The end of combat and Prabhakaran's death sent the currency and stock markets to one-month and seven-month highs respectively. They had already surged at the opening in anticipation of the war's end.

Mr Rajapaksa declared victory on Saturday, even as the final battle in Asia's longest modern war was intensifying.

It played out on a sandy patch of just 300 sqare metres near the Indian Ocean island's northeastern coast, where the military said the last Tiger fighters had holed up in bunkers and surrounded themselves with land mines and booby traps.

But Sru Lanka's triumph was not without controversy.

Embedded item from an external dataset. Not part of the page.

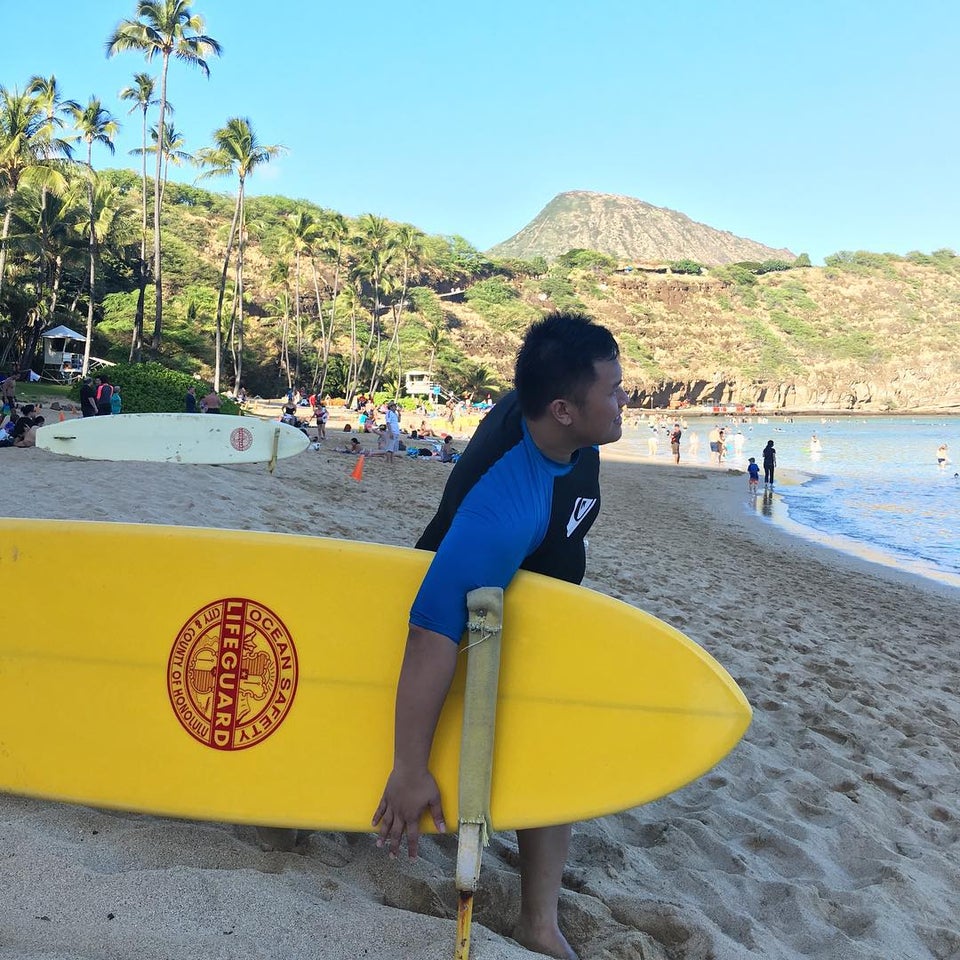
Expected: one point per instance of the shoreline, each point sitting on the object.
(829, 831)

The European Union will call today for an independent inquiry into alleged violations of humanitarian and humans rights law and for those responsible to be brought to justice.

A draft EU text due to be put to a foreign ministers meeting in Brussels calls for an end to restrictions on aid agencies, and full access to people displaced by the fighting.

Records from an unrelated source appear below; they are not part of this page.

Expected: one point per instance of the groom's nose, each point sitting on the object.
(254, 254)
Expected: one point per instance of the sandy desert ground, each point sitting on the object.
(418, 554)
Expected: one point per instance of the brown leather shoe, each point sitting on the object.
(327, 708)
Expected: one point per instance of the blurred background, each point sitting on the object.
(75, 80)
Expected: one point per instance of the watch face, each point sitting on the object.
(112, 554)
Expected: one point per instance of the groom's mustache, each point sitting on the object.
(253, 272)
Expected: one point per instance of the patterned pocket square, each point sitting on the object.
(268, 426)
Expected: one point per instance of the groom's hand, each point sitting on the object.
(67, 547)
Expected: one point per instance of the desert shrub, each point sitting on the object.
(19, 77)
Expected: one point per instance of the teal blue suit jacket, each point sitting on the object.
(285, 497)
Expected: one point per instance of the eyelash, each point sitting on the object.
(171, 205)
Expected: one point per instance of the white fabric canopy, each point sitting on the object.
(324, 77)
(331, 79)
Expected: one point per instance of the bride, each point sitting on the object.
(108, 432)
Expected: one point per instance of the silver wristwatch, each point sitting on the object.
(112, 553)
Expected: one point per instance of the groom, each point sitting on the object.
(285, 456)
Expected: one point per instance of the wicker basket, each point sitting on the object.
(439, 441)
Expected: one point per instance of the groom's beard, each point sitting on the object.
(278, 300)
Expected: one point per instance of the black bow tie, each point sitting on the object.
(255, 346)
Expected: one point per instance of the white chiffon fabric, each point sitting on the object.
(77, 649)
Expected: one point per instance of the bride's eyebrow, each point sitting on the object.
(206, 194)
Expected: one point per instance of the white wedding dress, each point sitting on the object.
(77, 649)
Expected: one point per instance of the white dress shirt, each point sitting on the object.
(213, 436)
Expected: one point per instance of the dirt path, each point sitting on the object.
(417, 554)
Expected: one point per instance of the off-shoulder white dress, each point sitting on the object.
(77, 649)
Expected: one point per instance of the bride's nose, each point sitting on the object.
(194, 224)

The LTTE yesterday conceded defeat in a 25-year civil war, after a relentless Sri Lankan military offensive that retook the 15,000 sq km the rebels ran as a separate state when a 2002 truce began falling apart three years ago.

The official Media Centre for National Security said more than 250 Tigers had been killed in the final battle, which intensified on Saturday after the military said it had freed the last of 72,000 civilians trapped in the tiny war zone.

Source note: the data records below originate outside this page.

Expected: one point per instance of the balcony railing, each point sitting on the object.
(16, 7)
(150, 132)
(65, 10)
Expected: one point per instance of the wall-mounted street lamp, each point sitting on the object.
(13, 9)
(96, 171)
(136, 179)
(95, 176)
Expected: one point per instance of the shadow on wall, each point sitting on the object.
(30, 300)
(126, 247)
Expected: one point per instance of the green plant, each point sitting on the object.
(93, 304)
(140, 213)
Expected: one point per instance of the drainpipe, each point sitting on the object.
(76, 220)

News of the Tiger chief's death came as state TV for the first time broadcast images of the body of his son and heir apparent, Charles Anthony, and other dead rebels.

He was killed overnight, the military said, along with a host of other top LTTE fighters and political cadres, including political chief B. Nadesan and spokesman Seevaratnam Puleedevan.

In Colombo, demonstrators threw rocks at the British High Commission, tossed a burning effigy of Foreign Secretary David Miliband inside and spray-painted its heavily fortified wall with epithets and a message: "LTTE headquarters".

Miliband has been critical of the Sri Lankan government's prosecution of the war, and is seen here as sympathetic to the vocal pro-LTTE lobby that has protested outside parliament for weeks in Britain. London has said it backs a war crimes' investigation.

Sri Lanka has been furious that a number of its embassies in foreign capitals have been vandalised by Tamil Tiger backers.

Mr Rajapaksa prorogued parliament on Monday, the required step for him to take the role of speaker and address the body.

He was due to make his formal declaration of victory there tomorrow.

In less than three years, Sri Lanka's bulked-up military has answered critics who said there was no way to defeat the LTTE, which had carefully crafted an aura of military invincibility.

The LTTE at the height of its power had run a de facto state for Sri Lanka's Tamil minority that it called Tamil Eelam.

The Tigers collected taxes, ran courts and kept a standing army, naval wing and small air force, even though the government paid for health and education services there.